As doctors, most times we miss it when we demand that something must be available or else we will not work. Doctors go on strike over poor salaries and working tools, but immediately they increase our salaries—even if they don’t improve the equipment—we go back to work. .

 

Tell us about your equipment that was seized by the Customs

These equipments are to be distributed among orthopaedic and neurosurgical hospitals in each geopolitical zone. We have Enugu for the southeast, Lagos for the southwest, Abuja for the north central, Kano for northwest. In Sokoto too, because of the neurosurgical centre, we decided to give them one. The north east has nowhere where  doctors can operate on the spine.

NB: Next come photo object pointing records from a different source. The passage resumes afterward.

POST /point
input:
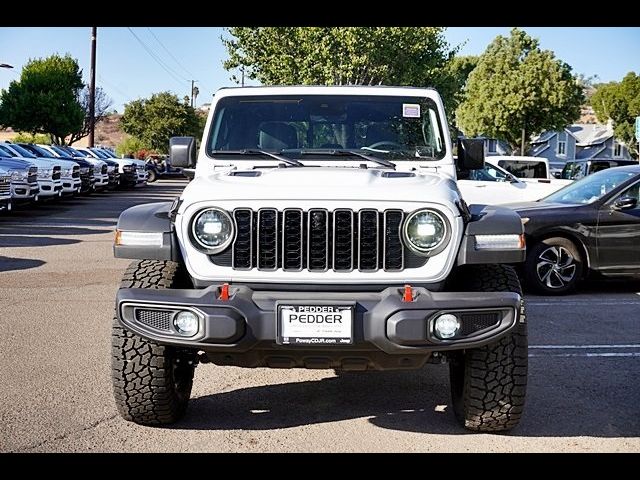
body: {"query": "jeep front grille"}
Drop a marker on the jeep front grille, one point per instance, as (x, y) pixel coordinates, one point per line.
(33, 175)
(5, 185)
(318, 240)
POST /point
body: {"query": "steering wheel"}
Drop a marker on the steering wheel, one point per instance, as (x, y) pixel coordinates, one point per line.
(377, 145)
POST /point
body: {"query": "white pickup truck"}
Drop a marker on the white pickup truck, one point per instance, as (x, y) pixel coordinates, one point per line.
(324, 228)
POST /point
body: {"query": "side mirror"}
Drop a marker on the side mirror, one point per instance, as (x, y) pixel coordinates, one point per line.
(182, 152)
(470, 154)
(625, 203)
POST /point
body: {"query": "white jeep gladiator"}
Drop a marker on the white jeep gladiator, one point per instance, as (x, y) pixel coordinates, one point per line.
(323, 229)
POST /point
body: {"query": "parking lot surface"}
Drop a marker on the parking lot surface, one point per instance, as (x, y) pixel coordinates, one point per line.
(58, 279)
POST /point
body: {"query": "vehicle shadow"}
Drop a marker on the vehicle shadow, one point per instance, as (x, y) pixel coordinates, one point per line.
(9, 264)
(566, 397)
(26, 241)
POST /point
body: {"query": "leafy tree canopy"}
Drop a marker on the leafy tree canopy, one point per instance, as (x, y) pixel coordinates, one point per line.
(45, 99)
(620, 101)
(416, 56)
(154, 120)
(515, 86)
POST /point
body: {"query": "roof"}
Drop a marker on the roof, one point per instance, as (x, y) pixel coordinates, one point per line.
(589, 133)
(589, 152)
(543, 137)
(378, 90)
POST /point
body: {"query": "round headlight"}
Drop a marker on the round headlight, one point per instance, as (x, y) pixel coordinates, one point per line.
(213, 229)
(424, 231)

We are thinking that if we put it in different centres, the number of Nigerians that we will be able to operate on, will increase—that means more reach. it will also encourage these hospitals to train more people to use the instrument set, and then it will help crash the price to make it more affordable for their patients.

 

When the equipment was seized, what went through your mind?

Every day, I ask myself why did I come back? At every level, there have been obstacles—obstacles from people suspicious that these young people would be doing this; others frustrated that we will be making a lot of money. so we have to fight them; obstacles from people who think that this should not happen in this generation; obstacles from the society. It takes everything away from you.

But one patient you help brings the next patient. It is this continuous joy that you put on the face of people that gives you the zeal to want to move on. And this is the beauty of the job: that no matter what obstacle I face, the joy that I bring to my patients when I offer them something different from other people.

 

 With the situation on ground, why did you opt to become a spine surgeon?

I became a spine surgeon because of my friend. I had a colleague who had a spine problem. At that time, the people managing her kept on telling her “don’t worry, just pray, you will walk.” And every day I expected to see this miracle. Eventually, she died in the hospital. It saddened me and I thought “ this is enough?”

So when Dr Halimi started to train as a spine surgeon, he left for Europe and when he came back, he said, “man, there is hope for people—I mean, I saw how they do it!” He provided opportunity for some of us. And then when I left for my first training, the first thing I saw was the commitment of people to saving human lives, treating human beings as humans, not like animals the way we treat our patients in Nigeria. I never saw people who abused patients, talked any how to patients. They showed dignity and mercy to them.

The equipment came after a fellowship training in scoliosis (deformity of the spine). We got it into Nigeria and trouble started.